To my mind, this bill has a major flaw. First, we have to remember that only Canadian Forces members medically released for service-related reasons will have access to the program. Previously, to be given priority, members of the Canadian Forces and the RCMP had to be released for medical reasons, whether they were service-related or not. That is also the spirit of the new charter. To qualify for Veterans Affairs Canada benefits and services, the injury has to be service-related. If the department ruled otherwise, the veteran could appeal the decision to the Veterans Review and Appeal Board and then the Federal Court. Unfortunately, this is no longer clear.
In addition, if a veteran needs to appeal a decision before a Canadian Forces tribunal or the VRAB, the procedures involved in these administrative tribunals can be very long. Does this mean that the duration of the priority, which begins the day the soldier is released from duty, continues to run out while these administrative procedures drag on? The ombudsman had this to say recently on his blog:
However, under the new legislation, the system will have to adjudicate an individual’s file to determine if the medical release is related to service or not. This could add additional red tape to the release process and potentially delay the ability to access priority hiring upon release.
Like the ombudsman, we are worried about this uncertainty. Would it not be better to use the recognition of the link between the injury and the service to determine the accessibility and length of the priority entitlement? This could be done two ways: either the reason for release is designated “service-related medical release” or the link between the injury and the service is recognized by VAC or the VRAB. Either way, the system remains consistent, some of the red tape can be avoided and we could ensure that veterans do not lose their entitlement priority.

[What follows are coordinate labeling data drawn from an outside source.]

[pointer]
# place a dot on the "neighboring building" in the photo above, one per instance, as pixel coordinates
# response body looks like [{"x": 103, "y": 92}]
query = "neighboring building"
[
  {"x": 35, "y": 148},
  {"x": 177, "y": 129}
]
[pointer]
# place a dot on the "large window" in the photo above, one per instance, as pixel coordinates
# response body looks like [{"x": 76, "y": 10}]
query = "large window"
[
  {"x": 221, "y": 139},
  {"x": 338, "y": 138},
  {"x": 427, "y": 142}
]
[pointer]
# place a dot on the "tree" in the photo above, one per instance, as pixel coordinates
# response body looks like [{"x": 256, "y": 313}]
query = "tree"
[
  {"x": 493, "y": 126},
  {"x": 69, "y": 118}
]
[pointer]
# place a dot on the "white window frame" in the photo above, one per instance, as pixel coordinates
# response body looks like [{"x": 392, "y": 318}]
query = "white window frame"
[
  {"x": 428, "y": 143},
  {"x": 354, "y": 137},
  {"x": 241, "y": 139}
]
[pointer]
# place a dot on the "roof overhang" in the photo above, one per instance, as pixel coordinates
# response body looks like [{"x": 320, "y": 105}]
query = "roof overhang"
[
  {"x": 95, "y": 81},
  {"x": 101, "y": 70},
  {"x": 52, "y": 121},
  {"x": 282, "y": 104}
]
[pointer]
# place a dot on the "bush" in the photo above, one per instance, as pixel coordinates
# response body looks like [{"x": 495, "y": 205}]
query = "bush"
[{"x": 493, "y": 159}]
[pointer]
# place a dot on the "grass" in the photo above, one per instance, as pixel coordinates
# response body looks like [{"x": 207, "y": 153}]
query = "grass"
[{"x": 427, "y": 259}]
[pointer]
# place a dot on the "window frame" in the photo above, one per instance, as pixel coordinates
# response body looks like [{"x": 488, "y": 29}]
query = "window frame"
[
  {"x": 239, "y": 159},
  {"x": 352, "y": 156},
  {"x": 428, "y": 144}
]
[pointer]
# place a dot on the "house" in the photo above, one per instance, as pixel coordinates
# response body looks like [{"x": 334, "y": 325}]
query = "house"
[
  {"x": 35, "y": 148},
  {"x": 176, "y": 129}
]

This bill also creates categories of veterans, and we are against that approach. The NDP supports the principle of having a single category of veterans. That is not what this bill does.
Veterans of the RCMP are not included in the bill and remain in the regulatory category. I think that a member of the RCMP who suffered a trauma and wanted to get out of the policing environment to start a new career could have benefited from priority hiring under this bill. Including veterans of the RCMP would have been a way of thanking them for their service and sacrifices. Now members of the Canadian Forces released for medical reasons attributable to service will have this priority entitlement and others will not.

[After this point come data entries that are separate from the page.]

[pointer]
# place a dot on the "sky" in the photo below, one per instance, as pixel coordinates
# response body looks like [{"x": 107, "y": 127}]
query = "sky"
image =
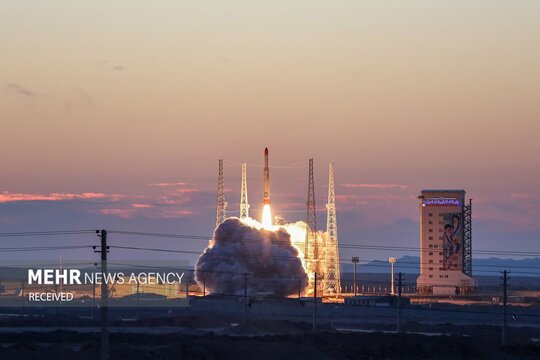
[{"x": 114, "y": 114}]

This bill should have gone further. One major problem facing the Canadian Forces is the principle of universality of service, which requires members who cannot be deployed to be dismissed from the Canadian Forces. This is not entirely fair. We understand the importance of this principle to cohesion and morale, but would it not be possible to include the duty to accommodate principle?

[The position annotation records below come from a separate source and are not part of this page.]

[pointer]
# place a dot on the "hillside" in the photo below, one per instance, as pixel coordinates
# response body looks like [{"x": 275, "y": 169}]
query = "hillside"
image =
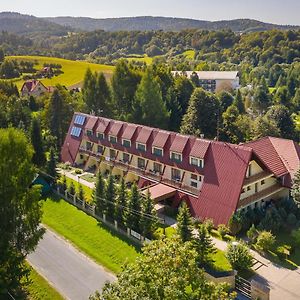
[
  {"x": 73, "y": 71},
  {"x": 30, "y": 25},
  {"x": 162, "y": 23}
]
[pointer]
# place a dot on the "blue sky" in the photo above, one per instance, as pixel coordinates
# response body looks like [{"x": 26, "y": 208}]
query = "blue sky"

Do those who served their country not deserve to be given a job where they could continue to serve? That is what the RCMP does for its members. The Minister of Veterans Affairs says that the Department of National Defence wanted to maintain the status quo on this. However, would it not be possible for the Standing Committee on National Defence to study this issue? Does this government not owe it to our troops and our veterans?
For months now we have been asking the government whether it realizes that it has a moral, social, legal and fiduciary obligation toward injured veterans. The government's lack of response would suggest not. The NDP has said time and time again that it will honour this century-long commitment made by successive Canadian governments, except for this one.
Again, the NDP will support Bill C-11, but the government will have to address our concerns in committee and make the necessary changes to ensure that this bill benefits the largest possible number of veterans who need this priority entitlement for a smooth transition and a better quality of life for them and their family.